There are things that change us forever, and when they happen, we know it. It may be something as simple as a conversation, or as catastrophic as a hurricane.
There are three things that have changed me in the last year. Three "a-ha moments", as Oprah likes to say. (Okay, so she coined a good phrase. She still kinda bugs me though.)
I'll start with the earliest one, which I gleaned while on bedrest with my last pregnancy. My two friends, Rachel and Debbie rallied to the cause. They did everything they could think of to entertain me while I was confined. They brought me dvds, books, snacks, etc. They went back and read all my old blog entries, looking for hints about what I might like. They were so incredibly thoughtful, and it made me wonder when was the last time I was that thoughtful? My two good friends taught me how to be a better friend, and I will never forget that lesson.
My second moment was not that long ago, and it was through a conversation with my mother. We were talking about some new friends of the family, Pat and Ronnie and their daughter Natalie. They have befriended my aunt and grandmother, and through them, the entire rest of the family. They are so generous and welcoming, and sincere. They loved me before they even knew me, so when I met them, it was like I'd known them forever. They read this blog (hey guys!). Mom and I were marveling over them, and she said, "You know, they have it figured out. They know that you get out what you put into life." And it's true. They have given so much to our family, and in return, they are greatly loved and cherished. Wow. If you want love, you should give it. Great lesson.

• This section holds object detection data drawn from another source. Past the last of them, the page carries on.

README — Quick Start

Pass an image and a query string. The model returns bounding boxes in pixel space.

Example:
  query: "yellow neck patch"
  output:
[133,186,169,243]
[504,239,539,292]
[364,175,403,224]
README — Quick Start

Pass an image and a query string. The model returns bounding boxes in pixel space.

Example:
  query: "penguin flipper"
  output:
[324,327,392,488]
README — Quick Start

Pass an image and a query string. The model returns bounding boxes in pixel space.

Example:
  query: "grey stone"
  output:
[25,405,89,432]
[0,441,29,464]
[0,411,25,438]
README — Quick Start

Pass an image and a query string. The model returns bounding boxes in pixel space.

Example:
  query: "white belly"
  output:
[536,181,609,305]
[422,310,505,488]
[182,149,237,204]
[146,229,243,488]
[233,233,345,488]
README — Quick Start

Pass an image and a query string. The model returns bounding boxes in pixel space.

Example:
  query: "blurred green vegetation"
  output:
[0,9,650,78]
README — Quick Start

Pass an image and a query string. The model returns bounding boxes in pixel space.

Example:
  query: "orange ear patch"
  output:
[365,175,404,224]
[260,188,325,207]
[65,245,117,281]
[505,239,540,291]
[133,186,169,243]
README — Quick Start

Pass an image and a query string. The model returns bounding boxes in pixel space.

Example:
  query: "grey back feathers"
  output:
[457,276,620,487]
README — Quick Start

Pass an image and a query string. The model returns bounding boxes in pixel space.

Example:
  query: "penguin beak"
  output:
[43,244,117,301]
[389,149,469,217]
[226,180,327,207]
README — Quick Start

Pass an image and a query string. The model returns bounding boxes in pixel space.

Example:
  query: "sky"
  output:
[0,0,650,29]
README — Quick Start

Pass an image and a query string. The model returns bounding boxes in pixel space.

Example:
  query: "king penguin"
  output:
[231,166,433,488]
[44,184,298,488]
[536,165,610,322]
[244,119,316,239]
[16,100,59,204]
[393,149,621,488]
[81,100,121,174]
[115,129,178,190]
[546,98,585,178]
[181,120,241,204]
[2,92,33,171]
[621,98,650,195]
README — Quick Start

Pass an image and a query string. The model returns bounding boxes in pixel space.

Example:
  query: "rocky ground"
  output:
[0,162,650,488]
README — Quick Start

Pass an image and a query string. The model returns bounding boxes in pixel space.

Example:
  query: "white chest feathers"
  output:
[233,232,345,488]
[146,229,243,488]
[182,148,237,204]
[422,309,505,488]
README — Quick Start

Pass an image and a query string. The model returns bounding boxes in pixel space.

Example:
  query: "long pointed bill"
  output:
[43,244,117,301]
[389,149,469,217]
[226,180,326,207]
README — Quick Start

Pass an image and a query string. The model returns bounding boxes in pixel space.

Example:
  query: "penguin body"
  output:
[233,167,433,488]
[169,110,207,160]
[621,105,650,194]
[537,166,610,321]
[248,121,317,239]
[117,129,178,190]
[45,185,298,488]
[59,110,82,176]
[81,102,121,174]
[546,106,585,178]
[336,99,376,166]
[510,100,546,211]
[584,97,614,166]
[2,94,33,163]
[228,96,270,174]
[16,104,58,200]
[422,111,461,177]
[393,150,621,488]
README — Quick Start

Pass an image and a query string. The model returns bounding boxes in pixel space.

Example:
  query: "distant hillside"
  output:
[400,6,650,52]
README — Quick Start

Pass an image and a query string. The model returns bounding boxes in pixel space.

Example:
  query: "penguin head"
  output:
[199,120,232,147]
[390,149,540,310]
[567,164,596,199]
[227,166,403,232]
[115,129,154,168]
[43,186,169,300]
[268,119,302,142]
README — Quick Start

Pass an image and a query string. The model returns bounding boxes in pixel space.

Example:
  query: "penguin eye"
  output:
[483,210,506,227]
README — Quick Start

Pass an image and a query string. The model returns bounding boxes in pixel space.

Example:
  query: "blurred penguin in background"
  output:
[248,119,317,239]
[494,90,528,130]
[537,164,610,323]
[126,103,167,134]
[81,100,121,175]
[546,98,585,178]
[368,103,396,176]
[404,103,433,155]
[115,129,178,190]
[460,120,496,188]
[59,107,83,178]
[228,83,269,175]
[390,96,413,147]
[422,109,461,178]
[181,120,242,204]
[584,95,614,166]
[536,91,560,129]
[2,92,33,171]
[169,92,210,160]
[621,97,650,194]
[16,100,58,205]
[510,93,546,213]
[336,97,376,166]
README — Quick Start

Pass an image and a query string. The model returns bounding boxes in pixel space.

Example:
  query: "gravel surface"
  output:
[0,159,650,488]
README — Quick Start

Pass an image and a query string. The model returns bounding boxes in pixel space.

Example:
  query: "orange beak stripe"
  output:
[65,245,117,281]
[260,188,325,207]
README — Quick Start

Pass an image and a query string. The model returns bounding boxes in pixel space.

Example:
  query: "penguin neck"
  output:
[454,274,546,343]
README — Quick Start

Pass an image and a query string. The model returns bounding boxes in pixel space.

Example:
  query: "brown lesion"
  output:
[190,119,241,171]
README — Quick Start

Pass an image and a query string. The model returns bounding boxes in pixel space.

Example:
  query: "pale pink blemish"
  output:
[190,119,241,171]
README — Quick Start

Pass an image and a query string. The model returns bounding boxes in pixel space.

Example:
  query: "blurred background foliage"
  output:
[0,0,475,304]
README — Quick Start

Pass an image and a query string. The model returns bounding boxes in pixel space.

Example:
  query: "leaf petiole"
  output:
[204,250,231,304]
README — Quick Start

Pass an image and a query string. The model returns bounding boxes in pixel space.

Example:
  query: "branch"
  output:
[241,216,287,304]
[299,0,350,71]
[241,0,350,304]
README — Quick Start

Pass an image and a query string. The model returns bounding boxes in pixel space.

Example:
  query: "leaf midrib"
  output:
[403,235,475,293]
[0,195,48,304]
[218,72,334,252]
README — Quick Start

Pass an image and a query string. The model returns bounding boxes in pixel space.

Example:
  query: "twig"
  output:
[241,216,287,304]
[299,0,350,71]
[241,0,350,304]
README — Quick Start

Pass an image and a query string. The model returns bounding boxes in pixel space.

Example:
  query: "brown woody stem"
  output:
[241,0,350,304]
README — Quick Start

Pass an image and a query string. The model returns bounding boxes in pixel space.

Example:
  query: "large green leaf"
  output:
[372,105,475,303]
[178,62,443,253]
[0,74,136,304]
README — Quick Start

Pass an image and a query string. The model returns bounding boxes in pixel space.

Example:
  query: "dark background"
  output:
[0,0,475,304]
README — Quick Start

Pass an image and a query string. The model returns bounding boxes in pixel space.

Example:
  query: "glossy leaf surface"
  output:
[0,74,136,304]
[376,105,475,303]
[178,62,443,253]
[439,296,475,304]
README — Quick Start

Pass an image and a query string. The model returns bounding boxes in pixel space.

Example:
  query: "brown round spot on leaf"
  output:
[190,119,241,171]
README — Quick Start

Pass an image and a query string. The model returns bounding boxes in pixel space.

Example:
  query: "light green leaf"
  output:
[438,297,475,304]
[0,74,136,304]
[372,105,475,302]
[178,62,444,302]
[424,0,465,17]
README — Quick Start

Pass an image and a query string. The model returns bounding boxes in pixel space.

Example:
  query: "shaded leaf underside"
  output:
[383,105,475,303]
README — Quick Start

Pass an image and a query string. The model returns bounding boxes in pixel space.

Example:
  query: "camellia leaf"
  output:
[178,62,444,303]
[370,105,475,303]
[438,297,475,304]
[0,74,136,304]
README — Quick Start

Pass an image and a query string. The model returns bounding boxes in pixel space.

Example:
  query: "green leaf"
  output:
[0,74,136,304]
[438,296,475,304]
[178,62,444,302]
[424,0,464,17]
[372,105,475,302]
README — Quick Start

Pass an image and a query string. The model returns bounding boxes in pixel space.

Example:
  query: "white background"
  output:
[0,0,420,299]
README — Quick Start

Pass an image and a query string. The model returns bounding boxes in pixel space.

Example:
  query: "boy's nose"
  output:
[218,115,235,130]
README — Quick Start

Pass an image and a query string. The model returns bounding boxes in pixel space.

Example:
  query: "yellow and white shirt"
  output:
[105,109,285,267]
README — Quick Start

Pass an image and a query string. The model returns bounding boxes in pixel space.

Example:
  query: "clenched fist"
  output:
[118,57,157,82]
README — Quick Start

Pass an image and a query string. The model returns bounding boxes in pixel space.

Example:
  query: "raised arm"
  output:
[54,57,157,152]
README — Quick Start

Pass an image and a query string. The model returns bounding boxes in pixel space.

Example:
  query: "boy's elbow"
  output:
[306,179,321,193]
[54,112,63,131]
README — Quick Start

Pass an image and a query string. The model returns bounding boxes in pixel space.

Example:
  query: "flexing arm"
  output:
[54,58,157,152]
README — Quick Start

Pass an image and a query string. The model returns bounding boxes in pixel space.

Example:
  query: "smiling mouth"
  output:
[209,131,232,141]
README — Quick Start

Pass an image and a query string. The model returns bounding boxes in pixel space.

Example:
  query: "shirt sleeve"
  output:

The third and most recent lesson has been through Hurricane Katrina. It is about compassion and service. It took a hurricane to open my eyes to the needs of those less fortunate than me. It took a hurricane to strip away the racial lines that I didn't even realize I'd drawn. It took a hurricane to break my heart, to get me out of my own little world. I don't ever want it to take something so devestating again. And I don't ever want to draw racial lines in my mind again.
That was kind of hard to admit.
I'm glad for the chance to be better. Sometimes I feel like I'm living from one a-ha moment to the next, steadily working toward the person I want to be. I have so far to go, but each time I see something to fix in myself, I rejoice. I want those defective pieces of my soul pruned away, until what is left is pleasing to God.
I know this might seem an odd time to say this, but I love life. I really do. It's not perfect. It's not fair. And sometimes it hurts beyond measure. But it is ours to do with what we will. We are given a chance to exist, a taste of mortality before immortality. We don't know what a gift that is. I am grateful to be part of this complex, sometimes frustrating, but always beautiful thing called Life.
That's all for now. Saturday awaits.
Oh, Shannon. You shame me with your tender heart. I just posted a blog entry in anger at the people who are blaming the president for not acting fast enough. My brother-in-law lives in Baton Rouge like you, and we've been in touch with him. He's thinking about moving away, that this disaster will have far reaching consequences for the future of the entire state. I must say that my prayers are with you all. My heart too. I wish I could come and work or bring supplies or something more than just giving money to my church to send to the pastor in New Orleans that our pastor knows.
Posted by: shannonblogs at September 3, 2005 12:26 PMShan!
I feel so special that someone feels that way about me and my family. I feel like I have known you forever and I LOVE your kids!!(spit up and all ;) ) can't wait to see yall again. You are always in control with your kids and you are such a great mother. It takes people like you to make the world go round...
I'm sorry for always leaving these personal messages on your blog. I don't know your email address and I can't get through (still) on the phone lines. I'm sorry Nathan hasn't been able to get through to you. I asked Christina to call you and let you know that he did make contact with them, but as of a few hours ago had still not made it to their house. We are home now - so if you need me for something - feel free to call. I don't know if Nathan will be able to go to church tomorrow or not, but if so, he would probably love to go with y'all or the Carter's. Anyway - thanks again for all you've done. I'm sorry that you've done all this work in getting people prepared and nobody has shown up yet! Thanks!
Posted by: Lisa at September 3, 2005 09:10 PMLisa, I talked with him at about 6 today - finally! This communication thing is SO aggrivating! We'll be doing whatever he needs us to do, and I think since he's in BR now, it will be easier to keep in contact.
Thanks for getting back to me! PS- He sounds JUST like Courtney!